The seminar is a series of both invited faculty talks and student speakers. All are welcome to attend.

This semester (Fall 2022) the standard time is 4:00-5:00pm ET on Monday. However, we will also have multiple talks scheduled on different days/at different times so please check the days and times carefully on the calendar below so you don't miss out on any talks!

The seminar will be hybrid this semester. In-person meetings will be held in the CS Conference room (unless noted otherwise). The Zoom link will be sent out to the NLP mailing list. If you are not on the mailing list but would like the link, please email us.

The seminar is orgnaized by Emily Allaway. Please contact me with any questions.

Upcoming Talk: Alan Ritter (MON October 17 @ 3:00pm ET)
Towards Economically Efficient Use of Pre-Trained Language Models

Abstract: Large language models are leading to breakthroughs in a variety of applications, from information extraction systems that are accurate and robust, to human-like conversational assistants. In this talk I will present an analysis on when the benefits of pre-training a new model outweigh the computational costs. Conventional wisdom holds that data annotation is expensive, so computational methods that leverage freely available unlabeled data can present an economical alternative when adapting to a new domain.
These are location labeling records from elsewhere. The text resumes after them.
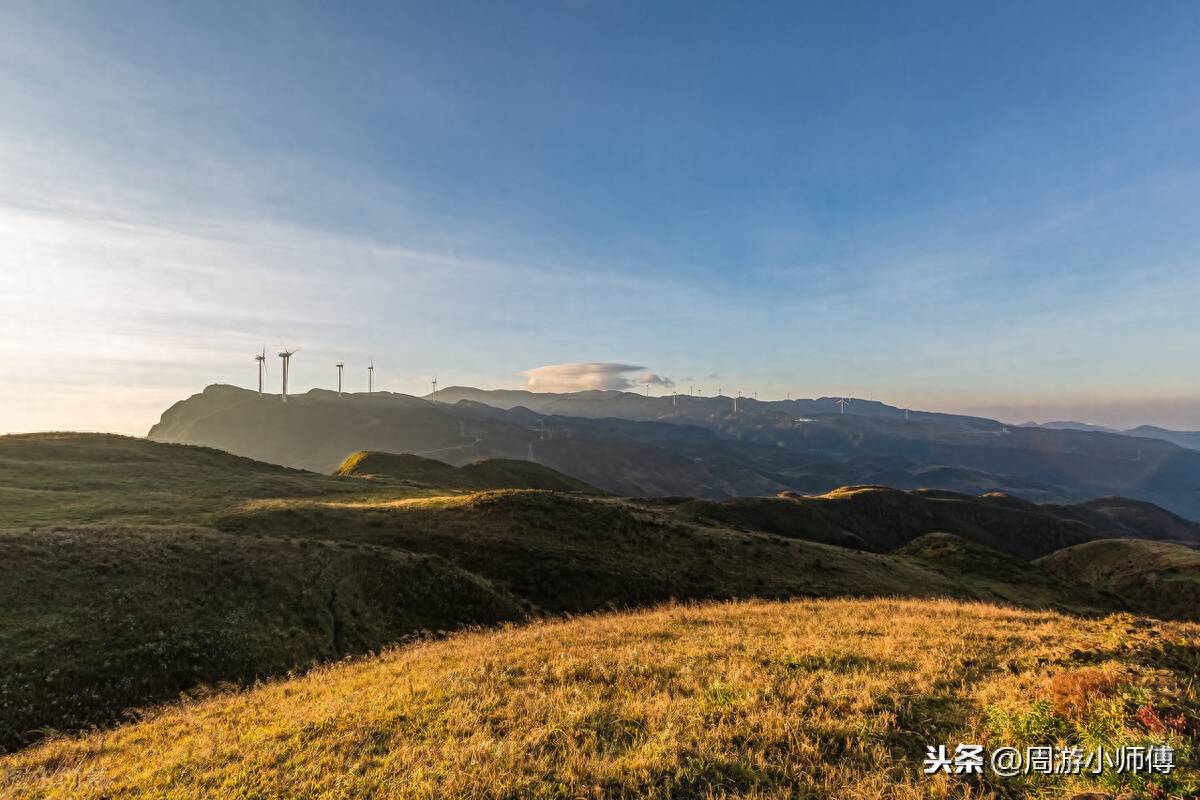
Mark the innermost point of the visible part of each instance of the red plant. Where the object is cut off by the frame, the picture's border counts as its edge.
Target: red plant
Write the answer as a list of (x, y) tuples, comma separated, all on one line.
[(1153, 722)]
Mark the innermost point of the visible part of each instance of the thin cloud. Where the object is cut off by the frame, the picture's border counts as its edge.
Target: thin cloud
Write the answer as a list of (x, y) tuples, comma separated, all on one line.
[(591, 376)]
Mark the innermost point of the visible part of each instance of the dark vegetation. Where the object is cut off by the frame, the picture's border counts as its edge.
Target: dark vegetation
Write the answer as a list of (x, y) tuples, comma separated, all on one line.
[(486, 474), (137, 570), (95, 621), (642, 446)]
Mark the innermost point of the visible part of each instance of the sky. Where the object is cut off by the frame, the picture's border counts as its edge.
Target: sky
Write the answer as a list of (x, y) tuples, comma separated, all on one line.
[(988, 208)]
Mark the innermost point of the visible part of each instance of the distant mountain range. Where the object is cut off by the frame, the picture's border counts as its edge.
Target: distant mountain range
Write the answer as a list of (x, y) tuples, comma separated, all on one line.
[(1189, 439), (635, 445)]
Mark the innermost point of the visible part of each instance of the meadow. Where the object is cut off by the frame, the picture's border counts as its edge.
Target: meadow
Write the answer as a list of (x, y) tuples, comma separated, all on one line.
[(828, 698)]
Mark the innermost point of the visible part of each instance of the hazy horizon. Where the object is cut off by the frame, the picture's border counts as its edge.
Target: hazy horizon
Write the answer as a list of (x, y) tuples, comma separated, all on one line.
[(984, 209)]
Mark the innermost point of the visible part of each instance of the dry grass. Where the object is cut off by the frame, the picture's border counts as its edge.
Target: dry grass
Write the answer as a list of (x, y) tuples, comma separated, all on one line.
[(832, 698)]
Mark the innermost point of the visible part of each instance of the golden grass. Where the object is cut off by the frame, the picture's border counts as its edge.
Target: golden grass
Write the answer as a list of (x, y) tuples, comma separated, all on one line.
[(833, 698)]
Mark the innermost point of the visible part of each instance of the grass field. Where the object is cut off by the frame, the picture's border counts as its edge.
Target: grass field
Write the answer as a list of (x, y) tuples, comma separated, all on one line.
[(73, 479), (832, 698)]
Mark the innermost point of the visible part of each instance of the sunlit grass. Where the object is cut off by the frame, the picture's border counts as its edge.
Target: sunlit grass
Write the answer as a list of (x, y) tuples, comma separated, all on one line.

The talk will examine this assumption in the context of pretraining-based domain adaptation, which requires significant GPU/TPU resources for each new domain. We frame domain adaptation as a consumer choice problem: given a fixed budget, what combination of annotation and pre-training lead to maximum utility? In the second part of the talk, I will discuss recent work on in-context learning for anaphora resolution. I will show that resolving anaphora in the wild is a challenging task for in-context learning, then present a new method, MICE (Mixtures of In-Context Experts) and demonstrate how it accurately resolves multiple-antecedent anaphora in scientific protocols. MICE enables accurate few-shot anaphora resolution by ensembling hundreds of prompts that are created from only a handful of training examples. Finally, I will discuss applications of NLP on chemical synthesis protocols and show a demo of a system that can help chemists more efficiently find experimental details described in the literature.

Bio: Alan Ritter is an associate professor in the School of Interactive Computing at Georgia Tech. His research interests include natural language processing, information extraction, and machine learning. He completed his Ph.D. at the University of Washington and was a postdoctoral fellow in the Machine Learning Department at Carnegie Mellon University. His research aims to solve challenging technical problems that can help machines learn to read vast quantities of text with minimal supervision. In a recent project, covered by WIRED (https://www.wired.com/story/machine-learning-tweets-critical-security-flaws/), his group built a system that reads millions of tweets for mentions of new software vulnerabilities. Alan is the recipient of an NSF CAREER award and an Amazon Research Award.